Myth or truth? Steven Seagal and his training for Anderson Silva

When someone talks about Steven Seagal, his critics and those who defend him almost naturally appear. And it is that the American actor has an edge in his career that is synonymous with controversy and his relationship with martial arts.

Seagal obtained the degree of master black belt, seventh dan in the traditional Japanese martial art of aikido, and was also the first Westerner in history to found, open and direct his own school or dōjō of said specialty in Japan itself; the Tenshin Dojo, which is now run by his ex-wife, also an aikido teacher, Miyako Fujitani.

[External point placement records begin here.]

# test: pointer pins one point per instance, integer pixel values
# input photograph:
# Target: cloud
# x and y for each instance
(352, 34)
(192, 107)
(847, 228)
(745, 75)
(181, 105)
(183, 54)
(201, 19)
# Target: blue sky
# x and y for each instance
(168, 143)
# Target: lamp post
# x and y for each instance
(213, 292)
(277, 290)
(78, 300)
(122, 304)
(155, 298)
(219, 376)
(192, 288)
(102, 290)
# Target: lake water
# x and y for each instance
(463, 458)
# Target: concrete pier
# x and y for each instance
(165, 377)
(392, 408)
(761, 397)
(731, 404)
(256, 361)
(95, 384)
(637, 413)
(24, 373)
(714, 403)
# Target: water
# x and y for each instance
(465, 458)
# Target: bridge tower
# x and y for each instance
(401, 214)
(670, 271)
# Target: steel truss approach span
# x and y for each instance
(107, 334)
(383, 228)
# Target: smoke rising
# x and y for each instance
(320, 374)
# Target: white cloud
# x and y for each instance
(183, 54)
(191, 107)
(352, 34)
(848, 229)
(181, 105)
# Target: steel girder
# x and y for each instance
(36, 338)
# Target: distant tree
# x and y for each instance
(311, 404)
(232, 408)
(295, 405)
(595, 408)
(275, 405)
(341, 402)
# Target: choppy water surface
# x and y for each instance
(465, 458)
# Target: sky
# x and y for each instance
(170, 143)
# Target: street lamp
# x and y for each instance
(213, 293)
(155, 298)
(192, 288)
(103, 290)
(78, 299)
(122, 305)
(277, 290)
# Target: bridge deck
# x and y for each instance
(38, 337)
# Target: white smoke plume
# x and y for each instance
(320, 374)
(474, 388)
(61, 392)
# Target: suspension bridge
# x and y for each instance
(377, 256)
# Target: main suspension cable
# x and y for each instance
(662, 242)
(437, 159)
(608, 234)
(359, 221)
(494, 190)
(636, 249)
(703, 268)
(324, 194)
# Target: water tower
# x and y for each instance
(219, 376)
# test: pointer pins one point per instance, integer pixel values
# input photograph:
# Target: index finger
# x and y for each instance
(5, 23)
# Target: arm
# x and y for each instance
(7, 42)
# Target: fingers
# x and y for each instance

In addition, the American actor has extensive knowledge of kenjutsu and kendo (classical Japanese fencing styles), and of the disciplines of karate and judo, although according to his critics, he has never practiced any martial art and only limits himself to rehearsing choreographies.

But without a doubt, there is an episode that marked Steven Seagal and lovers of mixed martial arts and it was with one of the most famous moves in UFC history… We are referring to Anderson Silva’s front kick on Vitor Belfort.

In February 2011, UFC fans got ready to watch middleweight champion Anderson Silva take on Vitor Belfort. At the time, Silva was widely considered the best mixed martial artist on the planet, and in the first round, he knocked out Belfort with a front kick to the face. It was one of the most iconic moments in UFC history…and days later, Seagal was taking all the credit.

According to Seagal, he was the man who taught Anderson Silva how to use that particular kick. In fact, Seagal even claimed that he invented that kick. While many assumed Seagal was lying, the actor had accompanied Silva to the ring on that historic night. And a few events later, Lyoto Machida knocked out the legendary Randy Couture with a Karate Kid style kick. Once again, Seagal took credit for the film, this time on Jimmy Kimmel Live!

While Anderson Silva seemed to enjoy the joke at first, the champion finally decided to speak up, explaining how he had been practicing the front kick long before he met Seagal. In his famous English, Silva admitted: “Seagal is a good man. He is not my coach. He doesn’t train me. He is a good man. He is a good person. That’s all”.

Other athletes were much less likeable. When Seagal tried to go backstage at UFC 135 to advise light heavyweight champion Jon Jones, the fighter turned him down. Ronda Rousey once claimed that she could “beat the crap out of the actor. Seagal even challenged former two-time champion Randy Couture to a fight…as long as there were no witnesses. When asked about the matchup, Couture said he wasn’t surprised Seagal wanted to fight “in a private, remote location where no one could see him.”